Video
Transcript:
Josep Llovet, MD: During the last 10 years, there have been a lot of trials, testing several drugs, trying to improve the benefits of sorafenib. All of these trials have been negative until recently. We have several studies testing sunitinib, erlotinib, lenvatinib, and other types of drugs in the frontline and in second-line settings that have been negative. Very recently, during the last year-and-a-half, luckily enough we have 3 trials showing positive results. The first one is lenvatinib. That is a multikinase inhibitor. It was compared head-to-head with sorafenib, with positive results in noninferiority. So, we have a new tool, a new treatment, for patients in frontline advanced HCC.
Then, in those patients progressing on sorafenib—that was the other scenario for which we did not have any drugs—there are 2 drugs that emerged with positive trials. One is regorafenib versus placebo. The second one, precisely in this meeting, is cabozantinib versus placebo. Beyond that, we also had the approval of a checkpoint inhibitor, nivolumab, that was approved based on data from a phase II single-arm study of 280 patients with a good signal of efficacy.
The current unmet needs in HCC are as follows.

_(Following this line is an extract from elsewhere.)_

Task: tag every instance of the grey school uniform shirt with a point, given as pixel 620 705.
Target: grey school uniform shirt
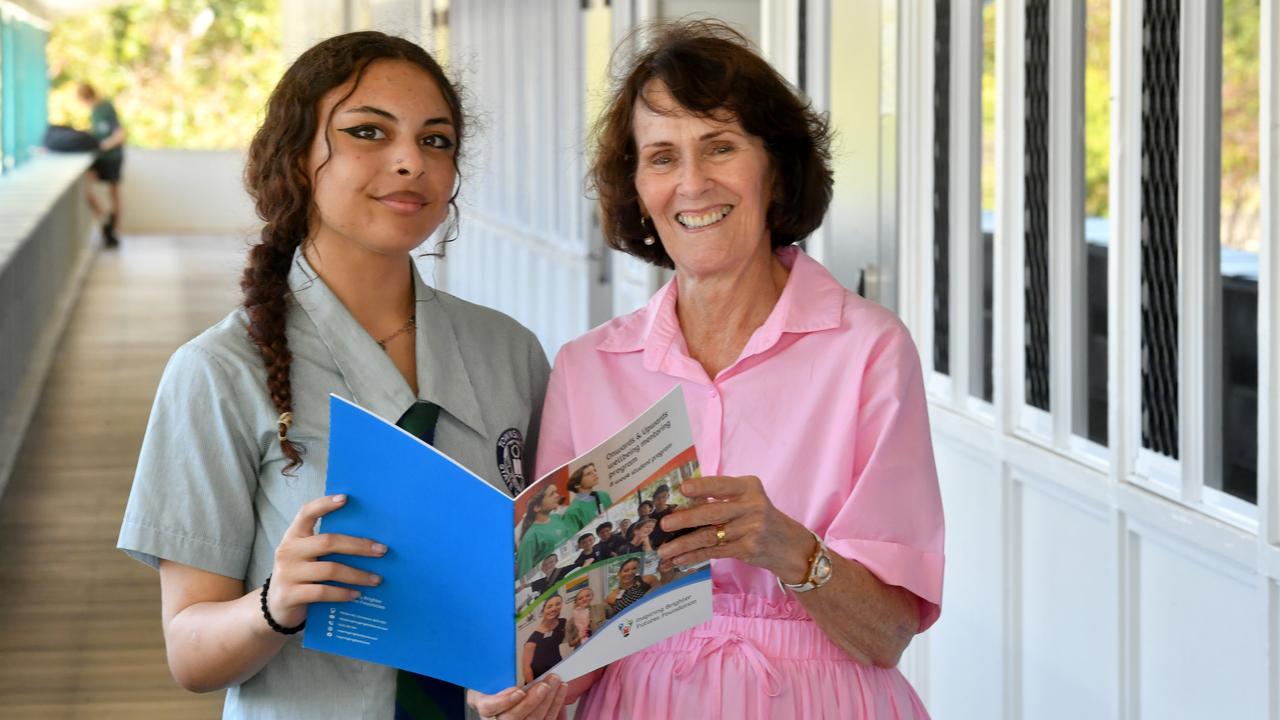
pixel 209 492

In terms of adjuvant treatments, we don’t have any effective adjuvant therapy despite that there have been 15 randomized controlled trials testing all types of drugs. This is an unmet need because 70% of the patients undergoing resectional local ablation present recurrence at 5 years. Therefore, we need drugs in this scenario. The second unmet need is in intermediate HCC: patients with liver-only disease. We only have chemoembolization that has shown to improve survival. So, we need alternatives to chemoembolization or combinations of systemic therapies plus chemoembolization. Certainly, in advanced stages of the disease, despite these new drugs that have recently emerged as effective, we still need to try to achieve long-lasting responses and, ideally, some percentage of cure. We are far from that at this point. So, these are the most important unmet needs.
The most important unmet need in the frontline is to improve the outcome of sorafenib. Sorafenib is providing very efficacious effect in terms of improving survival, from an 8-month median survival for the patients at that stage to 11 months. But this result, despite being encouraging, needs to be thoroughly improved. So, the first unmet need is to try to improve the outcomes of these patients and to achieve higher survival rates. The second is to try to identify drugs that are also well tolerated, where some adverse events are manageable. With sorafenib, luckily enough, the adverse events are quite manageable. But there are still 15% to 20%, in some instances, of patients who do not tolerate the drug, and therefore we need for an alternative to that.
The predictors of response of sorafenib and lenvatinib are not extremely well defined. But for sorafenib, we already know some clinical predictors of response. We recently reported the meta-analysis of 2 randomized controlled trials testing sorafenib versus placebo. In these studies, we identified the patients with hepatitis-C virus infection—related HCC, and those patients with liver-only disease without metastases are the ones who achieved better outcomes with sorafenib. Just to say, the median survival for patients with hepatitis C treated with sorafenib in the trials was a 14-month median survival as opposed to the expected 11 months.
In lenvatinib, the data are more recent and we only know the subgroup analysis of the trial that was presented. We can sense that those patients with more aggressive tumors—for instance, patients with high AFP levels or patients with microvascular invasion—are those responding better to lenvatinib. So, we are in the scenario in which we have 2 drugs for frontline, and despite that they are efficacious in all populations, some of the patients may be treated more with sorafenib and eventually, others may be treated more with lenvatinib.